The article includes analysis from Mark Tatge, Eugene S. Pulliam Distinguished Visiting Professor of Journalism at DePauw University. He tells the Monitor that in a time of ongoing economic struggles, "The current bumper crop" of films and television programs "cater to our cynicism about society ... Many have been downsized out of the work force," the professor says, while even those within the workforce are facing stagnant if not declining wages.

As a result, Tatge says entertainment reflects the gritty times, from "rural areas ravaged by declining fortunes and meth trailers, tax-dodging rich persons, greedy Wall Street investment banks viewed as exploiting the less fortunate, a vanishing middle class, a corrupt Catholic Church with pedophile priests, and a do-nothing, obstructionist Congress."

The former Midwest bureau chief for Forbes magazine, Tatge says currently, “heroes are in short supply. Hollywood, for better or worse, has seized on this thread."

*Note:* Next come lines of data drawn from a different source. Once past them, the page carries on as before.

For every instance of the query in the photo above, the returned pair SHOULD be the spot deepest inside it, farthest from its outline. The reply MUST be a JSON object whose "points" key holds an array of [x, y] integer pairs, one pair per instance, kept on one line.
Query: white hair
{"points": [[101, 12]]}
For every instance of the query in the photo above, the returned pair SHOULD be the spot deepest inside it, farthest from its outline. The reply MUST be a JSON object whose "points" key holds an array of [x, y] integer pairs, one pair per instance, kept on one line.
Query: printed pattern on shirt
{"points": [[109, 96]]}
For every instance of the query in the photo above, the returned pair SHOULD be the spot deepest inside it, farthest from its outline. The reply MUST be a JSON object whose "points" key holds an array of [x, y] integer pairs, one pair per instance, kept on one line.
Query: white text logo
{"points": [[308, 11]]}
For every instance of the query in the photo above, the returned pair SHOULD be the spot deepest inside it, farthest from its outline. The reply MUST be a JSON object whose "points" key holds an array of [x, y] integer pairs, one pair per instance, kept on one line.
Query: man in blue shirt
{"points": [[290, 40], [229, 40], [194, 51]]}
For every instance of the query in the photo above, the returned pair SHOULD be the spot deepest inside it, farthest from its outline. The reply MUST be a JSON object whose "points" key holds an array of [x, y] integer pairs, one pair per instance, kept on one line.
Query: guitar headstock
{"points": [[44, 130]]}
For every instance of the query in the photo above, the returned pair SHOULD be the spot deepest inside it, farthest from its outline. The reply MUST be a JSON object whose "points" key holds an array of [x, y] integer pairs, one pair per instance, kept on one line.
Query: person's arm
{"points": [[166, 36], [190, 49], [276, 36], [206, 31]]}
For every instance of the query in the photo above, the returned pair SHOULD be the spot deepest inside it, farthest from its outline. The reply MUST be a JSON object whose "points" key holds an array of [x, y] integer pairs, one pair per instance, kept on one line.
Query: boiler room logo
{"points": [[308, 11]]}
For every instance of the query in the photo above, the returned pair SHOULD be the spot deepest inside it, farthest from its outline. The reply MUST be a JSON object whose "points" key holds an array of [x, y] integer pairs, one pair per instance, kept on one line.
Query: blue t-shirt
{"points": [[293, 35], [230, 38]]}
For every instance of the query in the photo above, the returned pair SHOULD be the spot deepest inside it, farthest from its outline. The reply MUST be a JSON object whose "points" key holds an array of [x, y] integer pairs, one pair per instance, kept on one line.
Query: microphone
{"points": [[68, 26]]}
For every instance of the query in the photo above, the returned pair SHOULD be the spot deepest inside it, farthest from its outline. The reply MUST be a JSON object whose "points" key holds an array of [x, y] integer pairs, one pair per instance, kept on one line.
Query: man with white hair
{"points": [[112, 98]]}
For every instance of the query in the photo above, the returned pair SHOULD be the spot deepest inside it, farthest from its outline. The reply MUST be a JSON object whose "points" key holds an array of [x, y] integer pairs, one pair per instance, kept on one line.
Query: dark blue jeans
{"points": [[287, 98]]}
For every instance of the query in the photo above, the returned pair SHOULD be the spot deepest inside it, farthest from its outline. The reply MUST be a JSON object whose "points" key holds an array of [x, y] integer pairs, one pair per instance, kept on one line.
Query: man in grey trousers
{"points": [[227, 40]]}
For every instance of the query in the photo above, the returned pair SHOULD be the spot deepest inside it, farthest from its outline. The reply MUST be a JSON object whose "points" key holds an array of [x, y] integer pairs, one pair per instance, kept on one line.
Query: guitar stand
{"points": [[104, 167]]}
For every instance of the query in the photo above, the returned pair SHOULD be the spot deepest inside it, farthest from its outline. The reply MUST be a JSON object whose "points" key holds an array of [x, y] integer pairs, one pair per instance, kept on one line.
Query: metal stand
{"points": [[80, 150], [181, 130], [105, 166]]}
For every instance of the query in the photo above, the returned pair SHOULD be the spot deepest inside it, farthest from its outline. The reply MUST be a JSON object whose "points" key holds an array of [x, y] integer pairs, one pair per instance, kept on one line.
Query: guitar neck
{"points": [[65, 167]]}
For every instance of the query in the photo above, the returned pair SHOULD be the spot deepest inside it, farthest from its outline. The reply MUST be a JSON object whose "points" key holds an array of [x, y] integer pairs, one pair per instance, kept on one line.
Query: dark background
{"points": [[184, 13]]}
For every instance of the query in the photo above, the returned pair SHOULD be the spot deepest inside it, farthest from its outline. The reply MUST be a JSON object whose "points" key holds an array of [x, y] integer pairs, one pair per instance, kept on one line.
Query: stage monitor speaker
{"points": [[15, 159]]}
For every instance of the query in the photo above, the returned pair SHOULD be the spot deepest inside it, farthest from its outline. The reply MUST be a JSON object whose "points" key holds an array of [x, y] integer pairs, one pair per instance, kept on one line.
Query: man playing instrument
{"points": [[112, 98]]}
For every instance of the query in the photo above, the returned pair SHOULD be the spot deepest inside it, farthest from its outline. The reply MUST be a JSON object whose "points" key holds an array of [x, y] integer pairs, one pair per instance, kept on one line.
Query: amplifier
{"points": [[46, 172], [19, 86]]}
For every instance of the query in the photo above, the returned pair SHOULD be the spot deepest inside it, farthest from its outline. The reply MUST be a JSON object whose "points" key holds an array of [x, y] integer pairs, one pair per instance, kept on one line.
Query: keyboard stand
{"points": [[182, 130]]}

The Oscars will be awarded tonight.Mark Tatge Fox 011

You'll find the complete story -- headlined "2014 Academy Awards: Why Hollywood is taking a walk on the dark side" -- at the publication's website.

Mark W. Tatge has also been an investigative reporter at the Cleveland Plain Dealer's statehouse bureau, and held positions with the Wall Street Journal, Dallas Morning News and Denver Post. He authored The New York Times Reader: Business and Economics and was quoted last week in another Monitor article.